全球中国连接大会(续) / The Global China Connection Conference (…continued)

全球中国联接大会(续)

步行穿过纽约滨州火车站的时候,我有一种时光倒流的幻觉。那里的建筑设施基本没变,气氛也一如往昔。跟很多大城市一样,火车站是座老建筑——和中国超级现代的高铁车站不可同日而语。车站里人来人往,他们来自各行各业、各个社会阶层;也有一些流浪汉和醉鬼以车站为家。

我花了33美元买了张往返票,单程需要90分钟。我在大门口等待列车长的登车广播。上车后,我选了靠西侧的窗口坐下。刹那间,我又有点儿恍惚了——这感觉简直跟我上学时一模一样,只不过那是在30年前罢了。

我很好奇将要看到哪些变化,又有哪些还保留着原貌。想到未来(也就是今天)在写博客的时候肯定要参考一下笔记和残余印象,于是我掏出了笔记本。火车驶出滨州站,向新泽西北部驶去,我的目光和精力一直胶着在窗外的景色上。

坐火车和坐飞机、汽车不同,会产生有趣的视觉差,让人感觉靠近铁轨的物体掠过车窗的速度要比远处的物体快。

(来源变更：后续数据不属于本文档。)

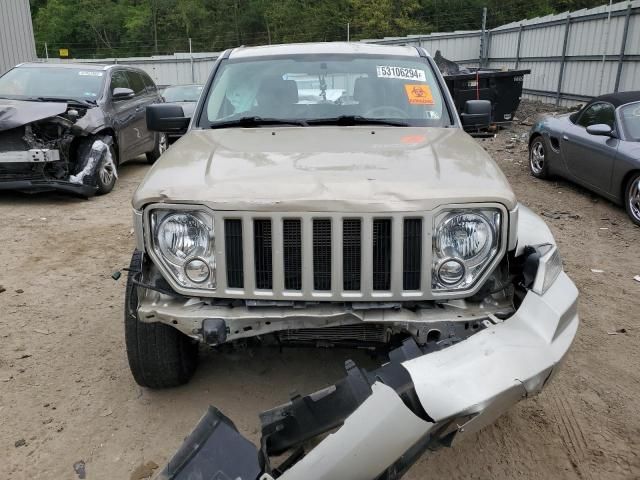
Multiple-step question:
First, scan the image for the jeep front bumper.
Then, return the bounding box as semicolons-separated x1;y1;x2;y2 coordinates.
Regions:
156;270;578;480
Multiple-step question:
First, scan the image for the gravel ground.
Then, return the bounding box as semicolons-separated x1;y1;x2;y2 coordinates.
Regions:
1;101;639;479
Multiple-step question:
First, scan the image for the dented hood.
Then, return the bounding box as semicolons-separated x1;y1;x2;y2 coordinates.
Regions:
132;126;516;212
0;98;68;131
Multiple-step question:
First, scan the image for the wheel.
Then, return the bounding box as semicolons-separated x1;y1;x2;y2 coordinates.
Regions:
72;135;118;195
624;172;640;226
146;132;168;164
529;136;550;179
124;250;198;388
95;141;118;195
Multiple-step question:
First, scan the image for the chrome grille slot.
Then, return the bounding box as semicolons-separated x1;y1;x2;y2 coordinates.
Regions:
283;219;302;290
224;219;244;288
403;218;422;290
253;219;273;290
312;219;332;291
342;219;362;291
372;219;392;290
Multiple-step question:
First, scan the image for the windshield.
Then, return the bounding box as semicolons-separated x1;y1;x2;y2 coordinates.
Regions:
202;54;451;127
163;84;204;102
620;102;640;141
0;66;104;102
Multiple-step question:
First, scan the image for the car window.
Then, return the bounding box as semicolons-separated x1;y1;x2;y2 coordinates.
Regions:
125;71;146;96
0;66;105;101
202;54;451;127
620;102;640;141
163;85;204;102
577;102;615;129
141;72;157;93
110;70;130;95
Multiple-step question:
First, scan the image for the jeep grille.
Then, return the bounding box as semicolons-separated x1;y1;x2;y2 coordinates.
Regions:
219;214;425;300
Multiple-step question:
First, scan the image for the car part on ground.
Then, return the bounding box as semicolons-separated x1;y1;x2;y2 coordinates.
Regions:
0;63;164;196
528;91;640;225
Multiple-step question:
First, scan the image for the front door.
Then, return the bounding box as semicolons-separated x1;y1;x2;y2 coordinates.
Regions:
562;101;619;193
109;70;138;160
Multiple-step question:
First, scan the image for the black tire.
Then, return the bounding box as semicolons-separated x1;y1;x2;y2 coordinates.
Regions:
145;132;168;164
73;135;118;195
124;250;198;388
529;136;550;179
624;172;640;227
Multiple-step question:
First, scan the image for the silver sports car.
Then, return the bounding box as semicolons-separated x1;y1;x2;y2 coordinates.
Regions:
528;91;640;225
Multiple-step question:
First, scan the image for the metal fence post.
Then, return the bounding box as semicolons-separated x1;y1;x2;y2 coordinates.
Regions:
515;24;523;69
480;7;487;67
556;15;571;106
614;3;632;92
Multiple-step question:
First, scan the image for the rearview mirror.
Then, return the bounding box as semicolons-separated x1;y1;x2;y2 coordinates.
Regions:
586;124;613;137
112;87;135;100
146;103;190;134
460;100;492;129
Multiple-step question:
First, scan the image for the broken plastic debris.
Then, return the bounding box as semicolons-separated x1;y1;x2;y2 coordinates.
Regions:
607;328;628;335
634;275;640;283
590;269;604;273
111;271;122;281
73;460;86;479
34;328;51;335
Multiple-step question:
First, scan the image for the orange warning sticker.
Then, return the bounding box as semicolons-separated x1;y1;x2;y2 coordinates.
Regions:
404;84;434;105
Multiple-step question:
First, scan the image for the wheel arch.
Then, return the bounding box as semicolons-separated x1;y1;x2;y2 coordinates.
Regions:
621;169;640;201
92;128;120;163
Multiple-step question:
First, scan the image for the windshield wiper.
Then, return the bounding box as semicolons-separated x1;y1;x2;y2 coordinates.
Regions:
210;116;308;129
306;115;409;127
29;97;96;107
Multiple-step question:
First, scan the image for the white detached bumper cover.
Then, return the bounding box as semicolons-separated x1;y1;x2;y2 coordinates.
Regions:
276;272;578;480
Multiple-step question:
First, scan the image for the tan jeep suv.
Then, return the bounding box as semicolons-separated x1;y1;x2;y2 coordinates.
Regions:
126;43;578;480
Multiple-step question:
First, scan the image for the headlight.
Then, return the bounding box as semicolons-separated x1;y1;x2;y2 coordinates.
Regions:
151;210;216;289
158;213;209;265
433;209;501;291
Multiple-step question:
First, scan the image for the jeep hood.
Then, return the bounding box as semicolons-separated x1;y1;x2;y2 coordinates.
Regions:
133;127;516;212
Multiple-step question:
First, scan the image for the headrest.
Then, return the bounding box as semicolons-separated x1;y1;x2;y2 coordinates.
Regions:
353;77;380;102
257;76;298;104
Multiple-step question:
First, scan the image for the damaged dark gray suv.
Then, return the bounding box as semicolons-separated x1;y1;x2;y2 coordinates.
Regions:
0;63;166;196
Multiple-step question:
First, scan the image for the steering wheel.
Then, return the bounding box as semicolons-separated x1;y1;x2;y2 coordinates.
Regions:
363;106;409;119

坐火车时,这种错觉比坐汽车时感觉更明显,因为火车的铁轨比高速公路窄得多,所以铁路两边的树木、灯杆、建筑物等离火车车窗的距离要比高速公路旁的东西离汽车车窗近得多。所以坐火车和坐汽车相比,这种视觉差就被放大了很多倍。

这种现象与眼球的工作原理有关,因为无论外部物体是远是近,火车经过它的速度当然是一样的,但透视效果却不尽相同。

反映到我们如何看待事物的角度上就很有意思。一路走来我们都会有一些偏见,无疑会掺杂到对事物观察的解读中。也许这就是对火车车窗视觉差作出的一种推论。

我坐在那儿,深深地沉醉在新泽西州北部的风景中:城市和乡村错落分布,偶见人烟,最后化作一派乡村和农业景象。除了比记忆中的过去多了些废弃工厂的遗骸,一切似乎都没有大的改变。

伟大的特伦顿市口号依旧:“特伦顿制造,世界需要。”特伦顿曾是全球最大的幸运饼产地,产品广泛供应美国的中餐厅,但在中国却一文不名,这让很多美国人都感到惊讶。

渐渐的,我的耳朵也随着眼睛醒了过来。那天大清早为了赶火车,我只喝了一杯咖啡。我开始有种奇怪的感觉,注意力从紧盯窗外有点儿转移到留心车内的情况。

有一种声音让我似曾相识,同时又似乎格格不入。我意识到同车乘客中有很多人在说中文。

我抬头一看,发现坐在对面的两位年轻女士正在用普通话聊天,她们后面还坐着至少10到12位年轻人,都衣冠楚楚,也说着汉语。一时间,我感到深度迷失。

太让人震惊了。也许车窗外的一切都没有改变,但车厢内却已物是人非。我不记得上学时坐这趟火车听见过有人讲中文,哪怕不是普通话。粤语或者台山话,也许。那年月周围就没有很多中国人,特别是说普通话的中国人,在纽约唐人街以外。

上帝啊,我想,中国人真的接管全世界了,连新泽西都算在内!

我有点儿左右为难。我本能地想对旁边两位大学生年龄的姑娘说声“哈喽”,然后用中文作些友善的交谈。她俩还聊着天,完全没有意识到也不可能猜到我能听懂她们说的话。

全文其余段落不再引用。